What Is Ribbon Yarn?

Add Some Novelty to Your Knitting with Ribbon Yarn

Cherry Colored Ribbon Yarn. meknits/Flickr

There are all sorts of novelty yarns available on the market today, from flashy eyelash yarns to nubby, fluffy, and just about any other kind of textured yarn you could possibly want.

The Start of a Novelty Yarn

One novelty yarn that came onto the scene in the early 2000's and is still popular today is known as ribbon yarn.

Ribbon yarn can be made out of various materials anything from cotton and rayon to nylon but it looks and feels like craft ribbon.

It can be found in solids and variegated colors from numerous manufacturers.

It's often sold in relatively small quantities of around 100 yards per ball.

Ribbon yarn is different from newer novelty yarns that might have ribbon in their name or description but that are worked like boa yarn or lace fabric yarn where you form the stitches in the side of the yarn itself rather than working in a more conventional way.

The Perils of Knitting with Ribbon Yarn

Knitting with ribbon yarn can be a challenge if you're a perfectionist and you like all of your stitches to look perfect. Ribbon yarn loves to spin and twist while you are working with it, and nothing short of constant vigilance on the part of the knitter will keep the yarn from twisting.

The finished look of a ribbon yarn project tends to be twisty, and it makes the finished stitches look uneven which depending on the pattern isn't necessarily a bad thing.

If your pattern is meant to show off delicate stitch work ribbon yarn might not be the best choice for that project.

Ribbon yarn can also be kind of heavy in a garment, so you probably don't want to knit a sweater out of it.

Using Ribbon Yarn

Ribbon yarn is great for accessories like belts and headbands, even bags.

It's a good weight for a summer top.

It can be combined with other yarns for a slightly more durable look, but it's really cute on its own.

Projects Using Ribbon Yarn

There are a wide variety of free knitting patterns available using ribbon yarn.

It works great with a Dropped Stitch Belt.

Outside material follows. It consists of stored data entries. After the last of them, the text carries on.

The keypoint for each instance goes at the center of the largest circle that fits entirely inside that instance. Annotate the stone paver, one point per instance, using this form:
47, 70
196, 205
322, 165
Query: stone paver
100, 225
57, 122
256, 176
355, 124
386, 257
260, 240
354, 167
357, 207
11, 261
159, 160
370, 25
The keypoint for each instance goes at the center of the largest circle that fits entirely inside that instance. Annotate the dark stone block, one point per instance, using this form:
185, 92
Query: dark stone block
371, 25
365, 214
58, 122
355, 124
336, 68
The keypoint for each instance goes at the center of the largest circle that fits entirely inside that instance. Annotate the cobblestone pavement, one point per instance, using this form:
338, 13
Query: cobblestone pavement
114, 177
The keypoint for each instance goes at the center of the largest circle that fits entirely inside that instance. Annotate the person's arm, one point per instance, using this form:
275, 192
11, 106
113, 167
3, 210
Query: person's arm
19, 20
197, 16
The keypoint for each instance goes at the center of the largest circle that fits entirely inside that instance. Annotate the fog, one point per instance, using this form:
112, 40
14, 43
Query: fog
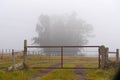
18, 19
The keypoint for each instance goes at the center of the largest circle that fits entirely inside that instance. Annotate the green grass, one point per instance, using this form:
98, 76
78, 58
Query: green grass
16, 75
57, 74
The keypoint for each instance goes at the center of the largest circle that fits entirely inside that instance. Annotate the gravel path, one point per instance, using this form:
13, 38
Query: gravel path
80, 72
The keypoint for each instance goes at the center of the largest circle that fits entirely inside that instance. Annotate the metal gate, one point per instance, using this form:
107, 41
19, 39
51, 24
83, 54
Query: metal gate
62, 57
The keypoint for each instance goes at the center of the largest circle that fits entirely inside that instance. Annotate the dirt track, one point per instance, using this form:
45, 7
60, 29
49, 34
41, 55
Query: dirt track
80, 72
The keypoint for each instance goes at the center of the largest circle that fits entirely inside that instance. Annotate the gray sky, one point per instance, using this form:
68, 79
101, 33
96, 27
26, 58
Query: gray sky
18, 19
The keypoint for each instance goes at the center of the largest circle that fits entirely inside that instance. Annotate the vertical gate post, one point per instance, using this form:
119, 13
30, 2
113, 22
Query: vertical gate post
106, 57
2, 54
13, 56
117, 55
99, 59
102, 56
25, 54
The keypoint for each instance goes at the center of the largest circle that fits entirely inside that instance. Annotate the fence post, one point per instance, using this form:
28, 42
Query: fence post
117, 55
13, 56
61, 56
25, 54
2, 54
103, 59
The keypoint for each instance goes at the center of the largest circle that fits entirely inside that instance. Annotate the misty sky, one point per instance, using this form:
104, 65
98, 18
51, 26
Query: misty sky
18, 19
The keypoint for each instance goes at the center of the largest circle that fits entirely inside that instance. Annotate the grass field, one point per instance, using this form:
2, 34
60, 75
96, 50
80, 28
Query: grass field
57, 74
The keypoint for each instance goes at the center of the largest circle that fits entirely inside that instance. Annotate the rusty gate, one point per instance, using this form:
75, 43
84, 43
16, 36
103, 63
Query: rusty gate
62, 57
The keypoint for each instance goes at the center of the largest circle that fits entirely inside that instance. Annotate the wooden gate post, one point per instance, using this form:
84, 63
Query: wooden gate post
13, 56
117, 55
25, 54
106, 57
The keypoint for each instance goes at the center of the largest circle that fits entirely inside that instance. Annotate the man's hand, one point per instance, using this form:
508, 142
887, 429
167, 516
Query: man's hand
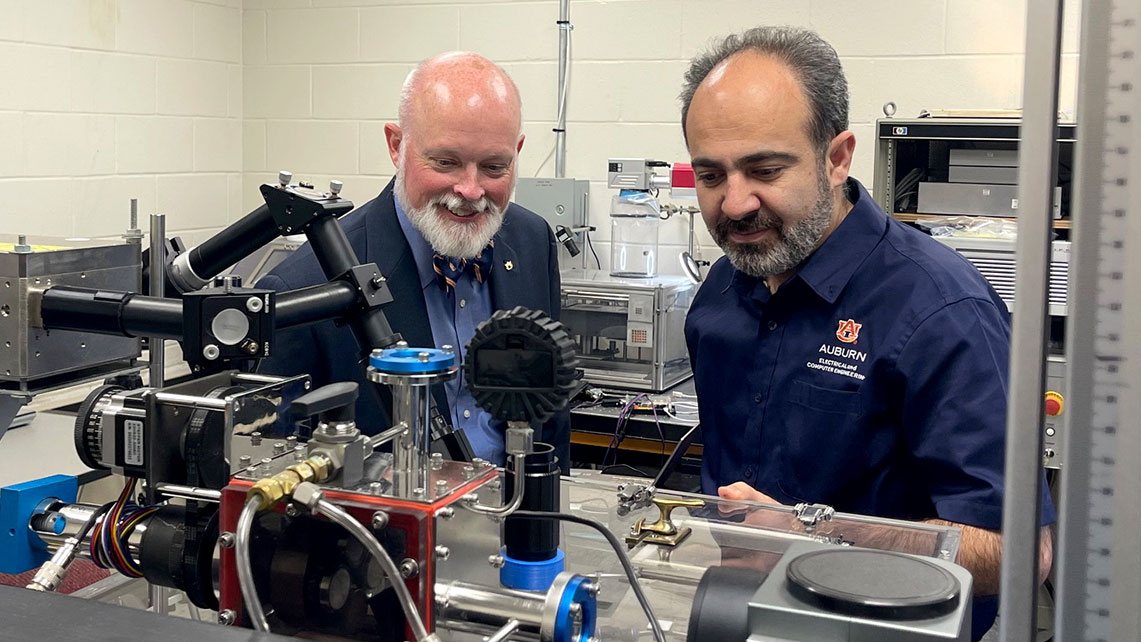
742, 492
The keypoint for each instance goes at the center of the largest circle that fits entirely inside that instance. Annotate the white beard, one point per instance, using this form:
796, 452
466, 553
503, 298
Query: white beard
459, 240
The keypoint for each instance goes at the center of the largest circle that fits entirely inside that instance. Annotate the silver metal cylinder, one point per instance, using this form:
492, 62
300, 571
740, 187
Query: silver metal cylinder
156, 346
411, 408
74, 517
59, 522
410, 450
484, 609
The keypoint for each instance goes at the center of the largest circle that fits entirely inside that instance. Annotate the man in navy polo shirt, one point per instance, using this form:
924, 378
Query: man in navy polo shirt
840, 356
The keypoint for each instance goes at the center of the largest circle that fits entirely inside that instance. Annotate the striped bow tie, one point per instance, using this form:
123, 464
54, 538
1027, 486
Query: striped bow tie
448, 269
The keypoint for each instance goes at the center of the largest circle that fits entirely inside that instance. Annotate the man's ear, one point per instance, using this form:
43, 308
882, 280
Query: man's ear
840, 157
394, 137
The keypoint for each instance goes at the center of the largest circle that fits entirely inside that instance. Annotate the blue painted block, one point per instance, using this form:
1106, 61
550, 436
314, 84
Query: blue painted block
19, 547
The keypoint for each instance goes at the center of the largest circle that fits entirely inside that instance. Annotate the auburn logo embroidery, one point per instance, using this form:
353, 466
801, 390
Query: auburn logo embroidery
848, 331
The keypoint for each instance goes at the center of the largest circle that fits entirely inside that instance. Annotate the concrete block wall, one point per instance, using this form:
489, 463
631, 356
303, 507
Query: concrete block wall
188, 105
322, 76
104, 100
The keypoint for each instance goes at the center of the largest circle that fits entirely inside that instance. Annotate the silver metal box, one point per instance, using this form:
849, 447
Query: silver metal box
32, 358
560, 201
984, 157
981, 173
971, 198
994, 258
630, 332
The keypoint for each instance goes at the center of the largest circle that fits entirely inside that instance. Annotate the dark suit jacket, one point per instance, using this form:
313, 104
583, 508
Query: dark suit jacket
329, 352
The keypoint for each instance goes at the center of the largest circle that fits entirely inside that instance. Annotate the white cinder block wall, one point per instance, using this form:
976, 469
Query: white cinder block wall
188, 105
322, 76
104, 100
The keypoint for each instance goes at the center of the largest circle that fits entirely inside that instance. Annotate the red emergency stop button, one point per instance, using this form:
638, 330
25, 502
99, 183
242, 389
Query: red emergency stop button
1054, 404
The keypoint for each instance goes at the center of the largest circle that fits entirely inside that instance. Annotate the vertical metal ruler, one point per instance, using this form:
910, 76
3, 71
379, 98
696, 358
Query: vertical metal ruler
1099, 553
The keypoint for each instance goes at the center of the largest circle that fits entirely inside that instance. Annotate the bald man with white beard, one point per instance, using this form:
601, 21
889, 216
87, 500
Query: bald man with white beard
447, 238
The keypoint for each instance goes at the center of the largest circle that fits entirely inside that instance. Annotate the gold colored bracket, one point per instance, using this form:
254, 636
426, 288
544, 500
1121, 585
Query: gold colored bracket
662, 531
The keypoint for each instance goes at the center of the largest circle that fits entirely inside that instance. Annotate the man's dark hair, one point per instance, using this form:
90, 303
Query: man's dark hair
812, 61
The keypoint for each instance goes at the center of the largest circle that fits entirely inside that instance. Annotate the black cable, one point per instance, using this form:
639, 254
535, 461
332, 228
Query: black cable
618, 550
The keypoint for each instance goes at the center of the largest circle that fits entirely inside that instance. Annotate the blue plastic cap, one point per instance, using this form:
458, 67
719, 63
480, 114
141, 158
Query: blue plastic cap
412, 360
19, 550
531, 576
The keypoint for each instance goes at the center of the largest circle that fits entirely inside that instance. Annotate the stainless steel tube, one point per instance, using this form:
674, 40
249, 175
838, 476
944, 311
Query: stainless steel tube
244, 568
488, 607
192, 401
560, 135
156, 346
410, 452
188, 492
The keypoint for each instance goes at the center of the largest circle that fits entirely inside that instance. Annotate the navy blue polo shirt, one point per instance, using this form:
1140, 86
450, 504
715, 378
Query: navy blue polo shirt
874, 380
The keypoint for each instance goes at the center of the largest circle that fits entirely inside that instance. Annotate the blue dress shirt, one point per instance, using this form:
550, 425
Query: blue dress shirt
454, 317
874, 380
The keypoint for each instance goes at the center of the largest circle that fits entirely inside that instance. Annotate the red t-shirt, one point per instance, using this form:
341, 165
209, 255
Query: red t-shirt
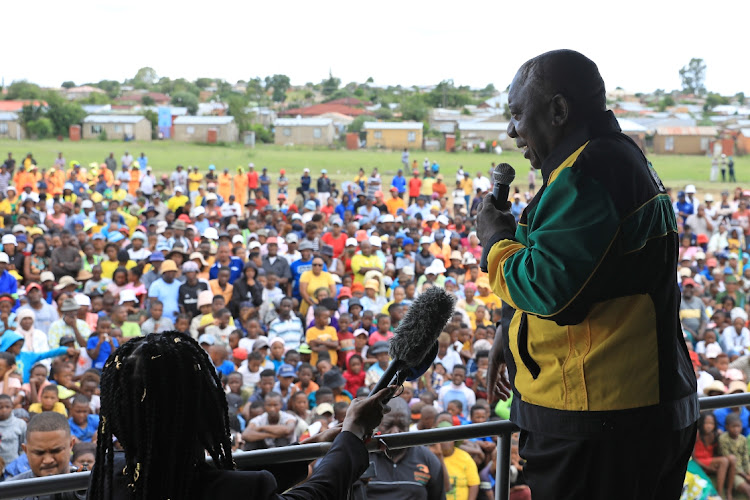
338, 244
346, 345
414, 184
354, 382
377, 337
252, 180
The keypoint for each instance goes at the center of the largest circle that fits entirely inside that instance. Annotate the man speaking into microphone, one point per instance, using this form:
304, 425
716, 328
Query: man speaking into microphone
603, 388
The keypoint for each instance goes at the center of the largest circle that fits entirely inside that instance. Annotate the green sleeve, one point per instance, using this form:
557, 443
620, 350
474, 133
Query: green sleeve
572, 229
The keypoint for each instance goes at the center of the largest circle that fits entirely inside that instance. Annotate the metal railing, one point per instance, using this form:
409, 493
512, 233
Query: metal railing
502, 429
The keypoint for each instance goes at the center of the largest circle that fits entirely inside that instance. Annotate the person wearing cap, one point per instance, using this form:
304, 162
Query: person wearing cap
576, 260
365, 261
69, 324
274, 264
178, 200
65, 259
189, 291
8, 283
700, 222
166, 290
224, 258
692, 311
335, 237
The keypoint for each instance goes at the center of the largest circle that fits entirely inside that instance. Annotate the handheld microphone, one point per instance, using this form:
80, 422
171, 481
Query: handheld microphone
414, 344
502, 176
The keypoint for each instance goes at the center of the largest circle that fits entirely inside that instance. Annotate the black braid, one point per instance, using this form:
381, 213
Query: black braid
163, 401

This yarn works well with dropped stitch patterns like the Ribbon Yarn Drop Stitch Scarf from Diane L. Augustin or the Wavy Ribbon Scarf (which uses a particular method of drop stitching sometimes called seafoam stitch) from Tess' Designer Yarns on Ravelry.

The Ribbon Rib Scarf from YIYO Designs is another interesting openwork pattern that uses ribbon yarn to great effect.

The Ribbon Yarn Hat from Mandyz Moons is another great little project to use a skein of this fun yarn (it's sized for kids).

Check out this Ribbon Xback from Knitty for a pretty summer top.